ALAMEDA – Raiders coach Jon Gruden joked he might’ve gotten kicked out of the airplane home from Seattle if he decided to cut wide receiver Keon Hatcher after scoring three touchdowns in a preseason game against the Seahawks.

He didn’t do it right away, but it didn’t take long for Hatcher to get the axe. It formlly swung on Sept. 12 -- Hatcher was notified the night before -- when the Raiders brought back Martavis Bryant.

The Arkansas alum bounced around some after that, and spent the last six weeks on the Green Bay Packers' practice squad.

The Raiders signed him off of it Monday morning, and put him right back on their active roster. The move was required with Brandon LaFell officially placed on injured reserve.

Hatcher’s familiarity with this offense will help him integrate quickly. He’s expected to hit the ground running, and play next week against the Baltimore Ravens.

“I know the playbook inside out,” Hatcher said. “I know every [receiver] position. I think I’ll be out there pretty quick.”

Hatcher had a strong preseason, but was a surprise member of the 53-man roster. There are several reasons to like his game: Namely, he has great speed and is a smooth route-runner with solid hands.

The 24-year-old is coming in to help after LaFell tore his Achilles in the third quarter of Sunday’s 23-21 victory over the Arizona Cardinals. LaFell is a pro’s pro, and signed early this season as a reserve before moving into a larger role following the Amari Cooper trade.

He was on a one-year deal and faces a long recovery, so it’s likely he has played his last down as a Raider.

“He was a good player,” Gruden said. “He beat [top-flight Cardinals cornerback] Patrick Peterson on a touchdown pass yesterday. Went up and got a huge third-down conversion. Touchdown against the Colts. He did a lot of things for us. He played multiple positions. We’re going to miss him. He’s going to be a hard guy to replace.”

Ellis on the way back

The Raiders plan to designate defensive tackle Justin Ellis to return from injured reserve this week. Ellis is expected to practice starting Wednesday, and he would be eligible to play Baltimore if he’s physically ready to go.

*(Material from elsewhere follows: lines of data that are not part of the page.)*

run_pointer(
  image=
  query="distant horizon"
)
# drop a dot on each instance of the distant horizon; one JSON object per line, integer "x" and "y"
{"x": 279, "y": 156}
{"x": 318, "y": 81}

That determination will be made later in the week, though the Raiders have an open roster spot should they want to add him. One was created when the team waived Saeed Blacknall Monday afternoon. It’s possible Blacknall will return to the Raiders' practice squad if he clears waivers.

The Raiders could use some help against the run, where they have struggled mightily. Ellis is a nose tackle in the base defense, primarily where Johnathan Hankins has played. Hankins hasn’t been bad, but adding another big body in the middle will be a plus the rest of the season.

Jordy Nelson nearing return

Gruden said there was a chance receiver Jordy Nelson could start practicing this week, after he missed Sunday's game with a bone bruise centered on his knee.

“I visited with Jordy a little bit last night on the airplane,” Gruden said. “I thought he ran pretty good this morning. He’s got a chance. It’s important to him, I think he wants to come back and play no doubt, and he’s getting close to doing that.”

It’s somewhat unusual for players ruled out during the week to make road trips, but Nelson came to Arizona ro aid a young group of wideouts playing much larger roles.

“I asked Jordy if he wanted to stay in Oakland and get extra treatment,” Gruden said. “He said, ‘heck no, I want to come to the game.’ It’s just that kind of attitude we need right now on this team. A veteran presence, being with the receivers, being with Derek on the sideline. It’s a good group of guys, and he is at the head of the list. He’s really a special person to give himself to the team like he has.”